Tim Willocks: The Religion
An overstuffed, overheated adventure novel can be just the thing on long summer days, and they don't come much more overstuffed or overheated than The Religion, Tim Willocks' new historical adventure. But Willocks, a British doctor and filmmaker, makes length and histrionics into unexpected virtues with some nifty plotting and a darkly charismatic leading man. Even if his tale of the 16th-century Siege of Malta gets bogged down in dismembered bodies every so often, its epic scope and blood-and-thunder passion make it the perfect beach read, as long as there's room for its 600-page bulk in the tote bag.
Willocks opens with a grabber of a prologue: Mattias, the adolescent son of a blacksmith, watches the Turks massacre his family, but is spared because of his skill with the dagger he's just forged. He's raised by a captain in Suleiman Shah's army, but when pushed beyond his conscience, defects to the life of a trader and mercenary. As the Knights Of Saint John—the Religion of the novel's title—are about to make a last stand against the Grande Turke's army on the fortified Isle of Malta, a few hundred trained soldiers against 60,000 jihadists, they pin their hopes on Tannhauser, as Mattias styles himself. The notorious lone wolf shuns the fanaticism of both faiths, but is persuaded to join the papist cause by a noblewoman who asks him to find her long-lost son somewhere among the doomed armies.

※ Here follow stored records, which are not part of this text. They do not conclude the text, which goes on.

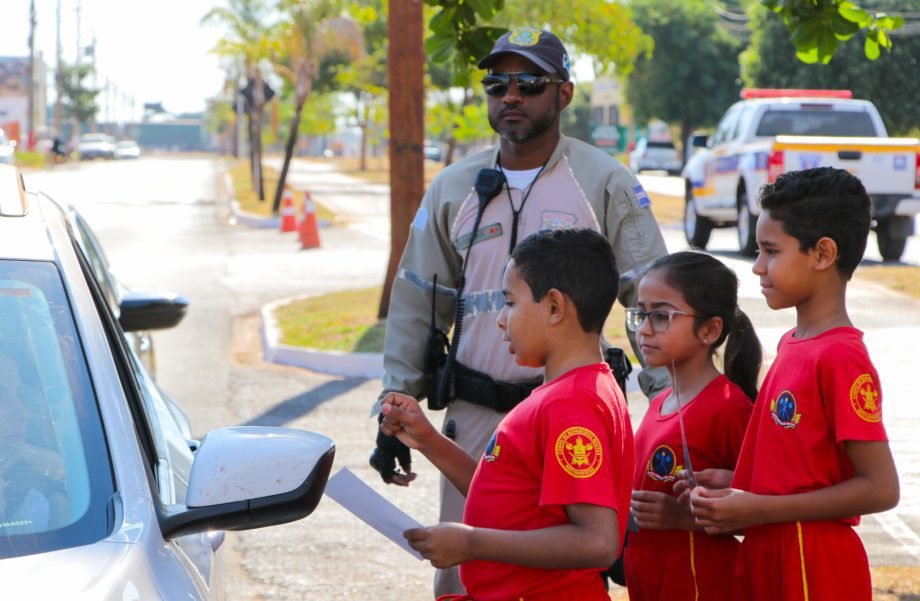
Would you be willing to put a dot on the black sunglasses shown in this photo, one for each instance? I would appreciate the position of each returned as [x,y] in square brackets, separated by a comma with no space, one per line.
[529,84]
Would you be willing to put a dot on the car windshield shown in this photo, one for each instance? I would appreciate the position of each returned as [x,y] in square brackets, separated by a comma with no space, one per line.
[55,470]
[816,121]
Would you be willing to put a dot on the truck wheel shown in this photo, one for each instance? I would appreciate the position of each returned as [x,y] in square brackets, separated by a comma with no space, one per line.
[697,229]
[747,226]
[889,246]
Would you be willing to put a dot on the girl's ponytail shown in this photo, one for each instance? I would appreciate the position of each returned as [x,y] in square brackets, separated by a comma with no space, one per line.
[711,289]
[743,354]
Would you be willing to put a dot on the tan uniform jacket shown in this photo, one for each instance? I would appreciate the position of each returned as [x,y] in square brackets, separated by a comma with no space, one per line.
[580,186]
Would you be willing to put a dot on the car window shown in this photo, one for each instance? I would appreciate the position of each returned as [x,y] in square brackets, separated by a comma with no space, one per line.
[55,470]
[815,121]
[92,250]
[726,127]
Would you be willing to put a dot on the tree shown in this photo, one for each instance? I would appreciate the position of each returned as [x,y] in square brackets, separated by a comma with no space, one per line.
[78,100]
[818,27]
[604,31]
[249,40]
[890,82]
[692,76]
[315,27]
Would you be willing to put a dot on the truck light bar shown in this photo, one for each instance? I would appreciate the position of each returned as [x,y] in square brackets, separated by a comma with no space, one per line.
[748,93]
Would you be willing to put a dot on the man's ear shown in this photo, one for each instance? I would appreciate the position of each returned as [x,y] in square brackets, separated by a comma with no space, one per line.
[825,253]
[557,305]
[566,93]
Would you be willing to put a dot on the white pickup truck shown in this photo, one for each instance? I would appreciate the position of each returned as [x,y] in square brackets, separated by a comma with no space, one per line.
[772,131]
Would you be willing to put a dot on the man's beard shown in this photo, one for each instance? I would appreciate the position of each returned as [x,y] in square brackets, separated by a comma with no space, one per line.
[525,131]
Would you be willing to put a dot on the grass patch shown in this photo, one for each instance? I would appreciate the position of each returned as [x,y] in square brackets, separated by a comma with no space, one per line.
[347,321]
[340,321]
[241,176]
[900,278]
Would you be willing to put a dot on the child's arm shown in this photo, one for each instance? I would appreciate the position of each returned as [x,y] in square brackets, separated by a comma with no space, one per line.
[404,418]
[589,541]
[873,488]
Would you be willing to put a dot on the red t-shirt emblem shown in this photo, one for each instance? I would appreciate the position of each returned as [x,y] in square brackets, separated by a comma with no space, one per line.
[864,398]
[578,451]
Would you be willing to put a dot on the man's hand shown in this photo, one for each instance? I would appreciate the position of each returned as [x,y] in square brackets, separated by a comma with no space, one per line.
[390,450]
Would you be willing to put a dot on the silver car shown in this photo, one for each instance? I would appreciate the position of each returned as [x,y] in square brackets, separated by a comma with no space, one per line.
[103,496]
[655,156]
[7,149]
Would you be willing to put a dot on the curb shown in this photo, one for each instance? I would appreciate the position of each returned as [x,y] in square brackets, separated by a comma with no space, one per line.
[339,363]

Throw in some sticky sexual entanglements, a handful of daring escapes and spy missions, and the bricks of opium Tannhauser plans to smuggle out of the war for business purposes, and the pace of The Religion rarely lets up. And just when it seems that all the possible changes have been rung on the novel's rich premise, the evil Inquisitor springs his trap, torturing Tannhauser and his companions as the Turks scale the city walls. There are so many horrific battles to describe that Willocks runs out of gory superlatives before his war is done. But he seems to have a plot twist up each sleeve and both trouser legs, and before the immensely satisfying epilogue, no opportunity for thrills goes wanting. Tannhauser will ride again, according to the jacket blurb, and readers who saw him through to the end will want to hang on for the next wild ride.